Halı Dükkanında Başlayan Tesadüf
Havada serin bir rüzgar vardı o sabah. Güneş, bulutların arasından çekinerek yüzünü gösteriyordu. Evim için yeni bir halı arayışındaydım ve yolum mahallemdeki eski ama bakımlı bir halıcıya düştü.
Kapıdan içeri adım attığımda içerisi sessizdi. Raflarda katlanmış, yer yer serilmiş rengârenk halılar göze çarpıyordu. Dükkanın sahibi olduğu anlaşılan genç adam, beni güler yüzle karşıladı. Adının Sedat olduğunu söyledi.
“Hoş geldiniz, nasıl yardımcı olabilirim?” diye sordu.

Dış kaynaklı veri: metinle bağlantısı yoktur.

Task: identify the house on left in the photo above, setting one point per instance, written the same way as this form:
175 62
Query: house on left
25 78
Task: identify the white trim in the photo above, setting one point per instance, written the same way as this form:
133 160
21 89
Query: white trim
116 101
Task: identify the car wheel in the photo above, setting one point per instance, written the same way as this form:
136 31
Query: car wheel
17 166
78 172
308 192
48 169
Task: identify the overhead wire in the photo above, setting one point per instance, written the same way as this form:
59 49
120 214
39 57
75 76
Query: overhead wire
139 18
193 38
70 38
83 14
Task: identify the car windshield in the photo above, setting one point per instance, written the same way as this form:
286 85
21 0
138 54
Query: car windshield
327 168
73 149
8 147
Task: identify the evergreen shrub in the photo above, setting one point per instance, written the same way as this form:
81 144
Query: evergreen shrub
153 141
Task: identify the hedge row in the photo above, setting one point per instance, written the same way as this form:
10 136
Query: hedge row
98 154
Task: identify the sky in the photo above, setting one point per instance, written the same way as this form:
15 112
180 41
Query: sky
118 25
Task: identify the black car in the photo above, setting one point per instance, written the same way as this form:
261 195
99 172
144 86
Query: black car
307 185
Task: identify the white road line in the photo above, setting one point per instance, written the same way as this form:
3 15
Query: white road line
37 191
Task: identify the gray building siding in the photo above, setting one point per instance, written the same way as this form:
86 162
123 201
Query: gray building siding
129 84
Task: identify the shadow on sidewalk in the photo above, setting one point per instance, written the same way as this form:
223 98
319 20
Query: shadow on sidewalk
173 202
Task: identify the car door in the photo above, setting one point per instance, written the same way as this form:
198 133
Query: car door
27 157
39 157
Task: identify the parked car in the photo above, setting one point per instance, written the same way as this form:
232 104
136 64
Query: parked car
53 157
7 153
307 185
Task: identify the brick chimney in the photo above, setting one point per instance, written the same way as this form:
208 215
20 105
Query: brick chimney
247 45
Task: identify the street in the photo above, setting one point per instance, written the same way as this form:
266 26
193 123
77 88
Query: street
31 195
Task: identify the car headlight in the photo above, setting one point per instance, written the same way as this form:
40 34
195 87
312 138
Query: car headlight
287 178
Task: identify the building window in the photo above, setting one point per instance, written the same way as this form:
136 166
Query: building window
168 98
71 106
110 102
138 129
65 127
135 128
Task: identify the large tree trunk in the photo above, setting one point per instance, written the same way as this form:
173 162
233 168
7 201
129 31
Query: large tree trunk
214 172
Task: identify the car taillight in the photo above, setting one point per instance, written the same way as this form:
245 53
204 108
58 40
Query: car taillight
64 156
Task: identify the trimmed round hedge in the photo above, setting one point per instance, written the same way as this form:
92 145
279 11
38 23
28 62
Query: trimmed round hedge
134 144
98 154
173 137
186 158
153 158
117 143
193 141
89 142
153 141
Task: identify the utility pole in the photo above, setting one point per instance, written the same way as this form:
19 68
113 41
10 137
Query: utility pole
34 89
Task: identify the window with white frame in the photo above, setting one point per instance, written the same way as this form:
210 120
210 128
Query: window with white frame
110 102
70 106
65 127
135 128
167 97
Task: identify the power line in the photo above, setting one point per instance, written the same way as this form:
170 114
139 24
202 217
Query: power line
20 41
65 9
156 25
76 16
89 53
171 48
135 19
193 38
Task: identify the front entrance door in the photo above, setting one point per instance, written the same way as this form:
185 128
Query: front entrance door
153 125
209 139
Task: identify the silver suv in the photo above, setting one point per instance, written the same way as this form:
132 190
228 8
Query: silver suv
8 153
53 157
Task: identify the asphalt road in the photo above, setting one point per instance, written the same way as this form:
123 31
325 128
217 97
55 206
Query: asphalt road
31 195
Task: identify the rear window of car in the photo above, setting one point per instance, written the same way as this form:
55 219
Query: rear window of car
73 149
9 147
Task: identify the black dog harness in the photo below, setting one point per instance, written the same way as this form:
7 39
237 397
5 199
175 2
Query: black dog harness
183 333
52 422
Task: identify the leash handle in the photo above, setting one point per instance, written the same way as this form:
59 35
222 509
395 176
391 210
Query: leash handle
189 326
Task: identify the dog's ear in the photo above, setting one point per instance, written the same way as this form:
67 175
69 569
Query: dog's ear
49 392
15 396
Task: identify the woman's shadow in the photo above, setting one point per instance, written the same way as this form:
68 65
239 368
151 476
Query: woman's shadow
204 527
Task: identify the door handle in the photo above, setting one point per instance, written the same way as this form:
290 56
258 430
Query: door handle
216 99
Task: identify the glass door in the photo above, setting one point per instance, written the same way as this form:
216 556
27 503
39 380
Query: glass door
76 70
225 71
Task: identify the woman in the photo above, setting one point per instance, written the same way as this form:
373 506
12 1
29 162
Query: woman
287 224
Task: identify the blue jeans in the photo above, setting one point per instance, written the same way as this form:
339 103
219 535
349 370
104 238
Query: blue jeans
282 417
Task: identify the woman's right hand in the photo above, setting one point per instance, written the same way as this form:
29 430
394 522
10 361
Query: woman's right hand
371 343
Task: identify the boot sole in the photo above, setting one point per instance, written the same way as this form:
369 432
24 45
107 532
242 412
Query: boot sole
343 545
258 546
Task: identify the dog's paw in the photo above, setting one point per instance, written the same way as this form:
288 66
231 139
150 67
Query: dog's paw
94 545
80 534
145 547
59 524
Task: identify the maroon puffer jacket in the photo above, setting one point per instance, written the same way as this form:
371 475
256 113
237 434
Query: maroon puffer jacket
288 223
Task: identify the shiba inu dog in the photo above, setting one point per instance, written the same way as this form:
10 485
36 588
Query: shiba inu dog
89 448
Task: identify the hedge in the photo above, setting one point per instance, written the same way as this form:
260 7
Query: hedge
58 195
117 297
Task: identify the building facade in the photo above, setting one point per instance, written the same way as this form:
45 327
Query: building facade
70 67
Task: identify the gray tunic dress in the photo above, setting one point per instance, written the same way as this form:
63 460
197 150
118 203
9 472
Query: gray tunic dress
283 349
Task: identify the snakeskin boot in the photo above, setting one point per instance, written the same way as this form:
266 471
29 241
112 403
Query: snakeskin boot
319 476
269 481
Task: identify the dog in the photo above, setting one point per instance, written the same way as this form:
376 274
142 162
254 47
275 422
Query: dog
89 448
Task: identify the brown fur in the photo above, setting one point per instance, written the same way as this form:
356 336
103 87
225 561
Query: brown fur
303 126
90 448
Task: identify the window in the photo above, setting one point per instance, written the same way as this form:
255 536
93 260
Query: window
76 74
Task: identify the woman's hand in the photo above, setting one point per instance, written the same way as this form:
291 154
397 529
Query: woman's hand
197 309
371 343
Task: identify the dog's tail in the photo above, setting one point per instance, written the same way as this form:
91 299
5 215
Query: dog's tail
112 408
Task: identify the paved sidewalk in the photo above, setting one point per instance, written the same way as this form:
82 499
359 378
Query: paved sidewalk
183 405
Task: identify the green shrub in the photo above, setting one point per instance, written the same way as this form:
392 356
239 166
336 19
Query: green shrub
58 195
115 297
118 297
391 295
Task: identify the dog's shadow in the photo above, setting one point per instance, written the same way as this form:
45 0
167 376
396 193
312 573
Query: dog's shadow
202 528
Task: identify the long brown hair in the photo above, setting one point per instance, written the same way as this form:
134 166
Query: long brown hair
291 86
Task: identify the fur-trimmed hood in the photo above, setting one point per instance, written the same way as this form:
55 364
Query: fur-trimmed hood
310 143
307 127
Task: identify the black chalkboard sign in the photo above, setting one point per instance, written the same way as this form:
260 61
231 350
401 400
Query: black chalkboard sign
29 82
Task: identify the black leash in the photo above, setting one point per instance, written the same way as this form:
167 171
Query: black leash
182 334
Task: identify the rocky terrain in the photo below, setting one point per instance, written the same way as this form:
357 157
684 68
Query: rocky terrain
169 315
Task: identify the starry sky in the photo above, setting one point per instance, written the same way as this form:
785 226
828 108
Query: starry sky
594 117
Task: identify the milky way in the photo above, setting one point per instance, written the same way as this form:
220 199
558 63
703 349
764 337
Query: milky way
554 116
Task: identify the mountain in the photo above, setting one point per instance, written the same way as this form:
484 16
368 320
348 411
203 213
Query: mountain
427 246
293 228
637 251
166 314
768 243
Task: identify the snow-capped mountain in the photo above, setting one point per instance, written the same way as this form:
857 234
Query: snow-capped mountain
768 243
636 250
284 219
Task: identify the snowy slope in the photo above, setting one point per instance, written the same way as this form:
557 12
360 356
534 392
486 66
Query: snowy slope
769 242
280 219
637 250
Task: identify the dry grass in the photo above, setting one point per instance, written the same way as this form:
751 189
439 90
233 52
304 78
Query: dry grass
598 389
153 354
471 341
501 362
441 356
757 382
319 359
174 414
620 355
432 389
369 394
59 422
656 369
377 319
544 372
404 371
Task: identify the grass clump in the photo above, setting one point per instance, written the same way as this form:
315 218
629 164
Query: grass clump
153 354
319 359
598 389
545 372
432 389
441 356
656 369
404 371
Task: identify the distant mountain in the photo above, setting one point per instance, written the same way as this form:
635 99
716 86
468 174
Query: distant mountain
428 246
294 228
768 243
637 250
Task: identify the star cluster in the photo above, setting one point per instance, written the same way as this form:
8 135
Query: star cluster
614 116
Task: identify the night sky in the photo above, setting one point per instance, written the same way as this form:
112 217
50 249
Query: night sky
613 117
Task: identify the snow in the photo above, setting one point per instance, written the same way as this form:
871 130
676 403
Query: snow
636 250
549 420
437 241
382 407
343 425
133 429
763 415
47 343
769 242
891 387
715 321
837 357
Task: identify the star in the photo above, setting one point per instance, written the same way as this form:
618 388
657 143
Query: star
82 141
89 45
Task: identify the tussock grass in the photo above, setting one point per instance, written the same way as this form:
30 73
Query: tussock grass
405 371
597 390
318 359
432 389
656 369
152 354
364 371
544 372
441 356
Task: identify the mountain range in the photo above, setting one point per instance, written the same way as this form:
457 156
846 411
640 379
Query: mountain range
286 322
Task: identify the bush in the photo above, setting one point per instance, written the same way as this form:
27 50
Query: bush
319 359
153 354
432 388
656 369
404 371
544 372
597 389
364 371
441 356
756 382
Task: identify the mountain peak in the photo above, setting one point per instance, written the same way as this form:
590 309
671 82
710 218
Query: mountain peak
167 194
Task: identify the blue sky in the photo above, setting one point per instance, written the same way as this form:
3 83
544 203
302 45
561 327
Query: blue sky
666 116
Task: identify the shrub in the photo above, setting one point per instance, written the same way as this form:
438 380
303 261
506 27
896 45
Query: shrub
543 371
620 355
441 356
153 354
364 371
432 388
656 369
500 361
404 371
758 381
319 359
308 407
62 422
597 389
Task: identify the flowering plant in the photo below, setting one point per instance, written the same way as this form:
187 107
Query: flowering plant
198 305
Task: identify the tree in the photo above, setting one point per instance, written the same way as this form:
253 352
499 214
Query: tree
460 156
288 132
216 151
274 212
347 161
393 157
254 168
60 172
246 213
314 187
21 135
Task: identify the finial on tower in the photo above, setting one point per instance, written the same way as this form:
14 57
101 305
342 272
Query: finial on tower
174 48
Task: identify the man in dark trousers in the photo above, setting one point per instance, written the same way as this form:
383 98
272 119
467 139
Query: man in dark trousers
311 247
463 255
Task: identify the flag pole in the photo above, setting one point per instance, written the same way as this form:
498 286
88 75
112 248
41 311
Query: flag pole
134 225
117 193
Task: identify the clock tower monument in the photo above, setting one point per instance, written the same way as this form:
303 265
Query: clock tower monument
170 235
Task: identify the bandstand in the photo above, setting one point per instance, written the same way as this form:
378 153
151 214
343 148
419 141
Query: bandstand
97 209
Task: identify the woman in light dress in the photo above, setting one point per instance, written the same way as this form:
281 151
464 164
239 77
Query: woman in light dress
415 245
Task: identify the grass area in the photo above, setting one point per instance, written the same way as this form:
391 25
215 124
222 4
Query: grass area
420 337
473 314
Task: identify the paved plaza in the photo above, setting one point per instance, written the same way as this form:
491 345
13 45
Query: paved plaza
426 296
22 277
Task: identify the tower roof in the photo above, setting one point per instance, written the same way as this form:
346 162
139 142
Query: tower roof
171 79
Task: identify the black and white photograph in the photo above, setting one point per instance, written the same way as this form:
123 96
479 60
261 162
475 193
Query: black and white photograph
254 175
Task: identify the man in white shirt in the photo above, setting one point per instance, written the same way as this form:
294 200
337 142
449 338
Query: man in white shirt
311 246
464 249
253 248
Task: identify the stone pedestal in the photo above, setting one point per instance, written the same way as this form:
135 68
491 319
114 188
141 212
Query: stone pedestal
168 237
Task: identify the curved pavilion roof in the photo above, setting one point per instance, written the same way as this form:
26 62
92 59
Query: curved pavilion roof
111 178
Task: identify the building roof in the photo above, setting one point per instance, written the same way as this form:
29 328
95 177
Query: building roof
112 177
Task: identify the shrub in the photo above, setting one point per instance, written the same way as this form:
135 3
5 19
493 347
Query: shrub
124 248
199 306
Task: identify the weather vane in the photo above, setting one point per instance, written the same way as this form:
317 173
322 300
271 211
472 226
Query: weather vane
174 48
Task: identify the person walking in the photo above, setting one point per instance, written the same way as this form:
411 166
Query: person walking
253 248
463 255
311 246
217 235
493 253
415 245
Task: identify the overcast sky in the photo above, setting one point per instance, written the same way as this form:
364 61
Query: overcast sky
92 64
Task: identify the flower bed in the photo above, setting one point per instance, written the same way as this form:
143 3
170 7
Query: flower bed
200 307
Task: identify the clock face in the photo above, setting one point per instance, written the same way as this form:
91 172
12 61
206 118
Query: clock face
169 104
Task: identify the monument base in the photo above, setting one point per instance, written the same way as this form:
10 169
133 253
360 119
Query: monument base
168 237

“Evim için bir halı bakıyorum ama fiyatlar biraz yüksek gibi,” dedim, iç çekerek.
Sedat, raflardan bir halıyı çıkarıp yere serdi. “İsterseniz alt katta daha uygun fiyatlı modellerimiz de var,” dedi nazikçe.
Birlikte merdivenlerden indik. Alt kat, kalın halılarla doluydu. Kat kat üst üste serilmiş, her biri ayrı bir hikâye anlatıyordu sanki. Eğilip halı uçlarını kaldırmaya başladım. Sedat da yanımdaydı, yardım ediyordu. İkimizden başka kimse yoktu ve bu sessizlik içinde zaman sanki yavaşlamış gibiydi.
Tam o anda yukarıdan gelen kapı zili sesiyle irkildik. Yeni bir müşteri gelmişti. Sedat hızla yukarı çıkarken, ben kısa süre daha alt katta kaldım. Sessizliği, halıların dokusunu, yaşanmışlıklarını izledim bir süre.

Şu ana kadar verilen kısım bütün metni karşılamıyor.